While many consider Pokémon a challenging benchmark for AI, a group of researchers contends that Super Mario Bros. may actually be even more difficult. The Hao AI Lab, based at the University of California San Diego, recently tested AI systems in live gameplay of Super Mario Bros. Their findings showed that Anthropic’s Claude 3.7 outperformed others, followed closely by Claude 3.5, while Google’s Gemini 1.5 Pro and OpenAI’s GPT-4 struggled.

It’s worth noting that the version of Super Mario Bros. used in the experiment wasn’t the original 1985 release; instead, it was run through an emulator integrated with a framework called GamingAgent, which allowed the AIs to control Mario.

Developed in-house by Hao, GamingAgent provided the AI with basic commands such as “move/jump left to dodge” when faced with obstacles or enemies, along with in-game screenshots. The AI produced control inputs in the form of Python code to maneuver Mario. The Hao team asserts that this setup required each AI model to “learn” how to execute complex movements and devise gameplay strategies. Interestingly, they discovered that reasoning models, such as OpenAI’s o1—which approach problems in a step-by-step manner—performed worse than non-reasoning models, even though the latter typically excel on other benchmarks. The researchers noted that one significant hurdle for reasoning models in real-time games like Super Mario Bros. is their decision-making speed; these models often take seconds to determine actions. In a game where timing is critical, even a split second can mean the difference between a successful jump and a fatal fall. For decades, games have served as a benchmark for AI capabilities.

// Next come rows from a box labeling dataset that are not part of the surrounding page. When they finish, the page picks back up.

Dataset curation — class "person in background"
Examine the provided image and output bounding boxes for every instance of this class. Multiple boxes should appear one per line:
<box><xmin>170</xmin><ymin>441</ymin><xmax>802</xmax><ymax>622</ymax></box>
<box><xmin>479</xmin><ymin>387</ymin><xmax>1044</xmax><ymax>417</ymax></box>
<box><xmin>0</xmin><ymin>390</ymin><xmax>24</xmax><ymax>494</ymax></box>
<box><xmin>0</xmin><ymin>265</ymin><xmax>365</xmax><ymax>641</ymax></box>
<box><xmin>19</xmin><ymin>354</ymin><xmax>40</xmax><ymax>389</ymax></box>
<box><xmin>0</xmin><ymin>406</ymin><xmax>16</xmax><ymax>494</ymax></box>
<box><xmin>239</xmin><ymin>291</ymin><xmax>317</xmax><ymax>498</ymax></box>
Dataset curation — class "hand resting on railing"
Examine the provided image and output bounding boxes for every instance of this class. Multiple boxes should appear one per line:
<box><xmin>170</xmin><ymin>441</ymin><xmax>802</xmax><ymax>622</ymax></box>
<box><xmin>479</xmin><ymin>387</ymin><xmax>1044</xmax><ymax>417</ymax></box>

However, some experts express skepticism regarding the validity of correlating AI performance in games with broader technological advancements. Unlike real-world scenarios, games are typically abstract, simpler, and provide virtually limitless data for AI training.

The recent attention-grabbing gaming benchmarks have led Andrej Karpathy, a research scientist and founding member at OpenAI, to describe what he calls an “evaluation crisis.” In a post on X, he shared, “I don’t really know what [AI] metrics to look at right now. TLDR: my reaction is I don’t really know how good these models are right now.” At least we can enjoy watching AI play Mario.